Dalinar hefted Oathbringer and slammed it down into the stone ground beside him, then sighed at finally being able to release the burden. He placed his palms on the sides of the battle table, hands crusted in blood. His arms were covered in it too.
“You sent the same scouts,” he whispered, “who first spied on the caravan, and reported seeing a Shardbearer leading it?”
“Yes,” Teleb said.
“Traitors,” Dalinar said. “They’re working with Tanalan.” He couldn’t have known that Dalinar would parley with him. Instead, the man had somehow bribed away members of the army, and had intended to use their reports to coax Dalinar into a hurried ride to the south. Into a trap.
It had all been set in motion before Dalinar had spoken to Tanalan. Planned well in advance.
Teleb barked out orders for the scouts to be imprisoned. Dalinar leaned down over the battle maps on the table. “This is a map for a siege,” he whispered.
“We…” Teleb looked to Sadeas. “We figured that the king would want time to come down himself. To, um, avenge you, Brightlord.”
“Too slow,” Dalinar said, his voice ragged.
“Highprince Sadeas proposed … another option,” Teleb said. “But the king—”
Dalinar looked to Sadeas.
“They used my name to betray you,” Sadeas said, then spat to the side. “We will suffer rebellions like this time and time again unless they fear us, Dalinar.”
Dalinar nodded slowly. “They must bleed,” he whispered. “I want them to suffer for this. Men, women, children. They must know the punishment for broken oaths. Immediately.”
“Dalinar?” Evi stood up. “Husband?” She stepped forward, toward the table.

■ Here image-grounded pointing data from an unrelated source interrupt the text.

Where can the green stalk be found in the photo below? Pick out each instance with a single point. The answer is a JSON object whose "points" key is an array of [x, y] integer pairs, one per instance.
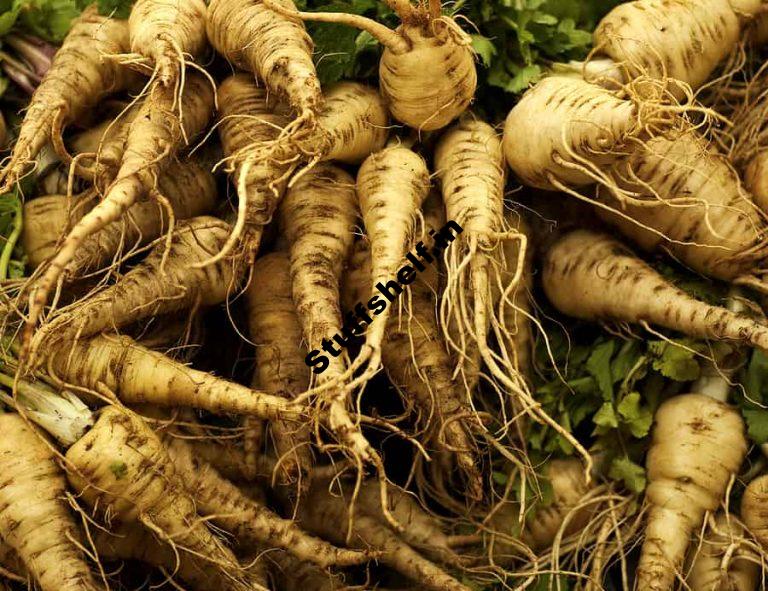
{"points": [[63, 415], [10, 244]]}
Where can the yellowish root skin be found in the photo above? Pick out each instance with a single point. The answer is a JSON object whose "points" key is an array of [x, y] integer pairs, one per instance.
{"points": [[698, 446]]}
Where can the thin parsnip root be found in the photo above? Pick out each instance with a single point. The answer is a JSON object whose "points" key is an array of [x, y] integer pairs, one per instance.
{"points": [[469, 161], [688, 200], [317, 217], [516, 306], [723, 562], [592, 276], [586, 128], [326, 514], [756, 179], [77, 81], [157, 134], [165, 32], [250, 522], [138, 375], [189, 189], [151, 288], [418, 364], [10, 561], [35, 519], [427, 71], [248, 118], [296, 575], [698, 445], [567, 514], [754, 509], [121, 467], [351, 125], [45, 219], [391, 187], [421, 530], [280, 367], [677, 41], [135, 542], [275, 48]]}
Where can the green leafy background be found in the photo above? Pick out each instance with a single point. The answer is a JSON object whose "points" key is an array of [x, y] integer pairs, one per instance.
{"points": [[601, 385]]}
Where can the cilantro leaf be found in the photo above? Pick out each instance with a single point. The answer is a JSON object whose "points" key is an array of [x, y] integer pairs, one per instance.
{"points": [[606, 416], [675, 360], [115, 8], [757, 424], [599, 367], [636, 416]]}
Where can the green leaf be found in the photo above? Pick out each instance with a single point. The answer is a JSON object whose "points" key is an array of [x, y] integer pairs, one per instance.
{"points": [[675, 361], [500, 478], [637, 417], [49, 19], [756, 376], [757, 425], [485, 48], [115, 8], [631, 474], [606, 416], [599, 367]]}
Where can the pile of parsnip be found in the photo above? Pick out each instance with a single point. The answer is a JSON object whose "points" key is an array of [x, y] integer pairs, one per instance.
{"points": [[278, 335]]}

Then he turned toward her, and she stopped. Her unusual, pale Westerner skin grew even more starkly white. She stepped backward, pulling her hands toward her chest, and gaped at him, horrified, fearspren growing up from the ground around her.
Dalinar glanced toward a sphere lantern, which had a polished metal surface. The man who looked back seemed more Voidbringer than man, face crusted over with blackened blood, hair matted with it, blue eyes wide, jaw clenched. He was sliced with what seemed to be a hundred wounds, his padded uniform in tatters.

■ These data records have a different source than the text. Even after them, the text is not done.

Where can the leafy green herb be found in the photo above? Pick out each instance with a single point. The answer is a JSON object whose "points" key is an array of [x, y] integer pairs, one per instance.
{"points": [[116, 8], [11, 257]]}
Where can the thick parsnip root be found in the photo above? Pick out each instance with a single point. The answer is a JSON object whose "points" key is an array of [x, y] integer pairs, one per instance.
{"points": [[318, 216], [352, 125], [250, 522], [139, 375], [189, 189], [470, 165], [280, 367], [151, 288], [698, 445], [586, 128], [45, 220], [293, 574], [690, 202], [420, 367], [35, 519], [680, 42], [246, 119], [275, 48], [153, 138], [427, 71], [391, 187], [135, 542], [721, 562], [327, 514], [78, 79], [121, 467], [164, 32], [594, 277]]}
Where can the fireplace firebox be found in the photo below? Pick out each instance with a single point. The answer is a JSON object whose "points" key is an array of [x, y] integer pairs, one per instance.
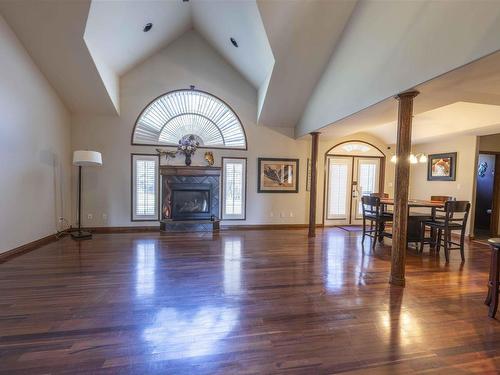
{"points": [[191, 202], [190, 198]]}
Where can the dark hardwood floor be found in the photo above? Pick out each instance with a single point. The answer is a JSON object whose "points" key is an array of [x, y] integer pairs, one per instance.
{"points": [[242, 302]]}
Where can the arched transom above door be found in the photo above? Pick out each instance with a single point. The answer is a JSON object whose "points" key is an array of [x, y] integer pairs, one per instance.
{"points": [[178, 113], [355, 148]]}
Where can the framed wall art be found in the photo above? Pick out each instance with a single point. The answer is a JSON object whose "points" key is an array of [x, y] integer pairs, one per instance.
{"points": [[278, 175], [442, 167]]}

“You shouldn’t do this,” Evi said. “Rest. Sleep, Dalinar. Think about this. Give it a few days.”
So tired …
“The entire kingdom thinks us weak, Dalinar,” Sadeas whispered. “We took too long to put this rebellion down. You have never listened to me before, but listen now. You want to prevent this sort of thing from happening again? You must punish them. Every one.”
“Punish them…” Dalinar said, the Thrill rising again. Pain. Anger. Humiliation. He pressed his hands against the map table to steady himself. “The Soulcaster that my brother sent. She can make two things?”
“Grain and oil,” Teleb said.
“Good. Set her to work.”
“More food supplies?”
“No, oil. As much as we have gemstones for. Oh, and someone take my wife to her tent so she may recover from her unwarranted grief. Everyone else, gather round. In the morning, we make Rathalas an example. I promised Tanalan that his widows would weep for what I did here, but that is too merciful for what they’ve done to me.
“I intend to so thoroughly ruin this place that for ten generations, nobody will dare build here for fear of the spirits who will haunt it. We will make a pyre of this city, and there shall be no weeping for its passing, for none will remain to weep.”
ELEVEN YEARS AGO
Dalinar agreed to change clothing. He washed his face and arms, and let a surgeon look at his wounds.
The red mist was still there, coloring his vision. He would not sleep. It wouldn’t let him.
About an hour after he’d arrived in camp, he trudged back to the command tent, cleaned but not particularly refreshed.
The generals had drawn up a new set of battle plans to take the city walls, as instructed by Sadeas. Dalinar inspected and made a few changes, but told them to suspend making plans to march down into the city and clear it. He had something else in mind.
“Brightlord!” a messenger woman said, arriving at the tent. She stepped in. “An envoy is leaving the city. Flying the flag of truce.”
“Shoot them dead,” Dalinar said calmly.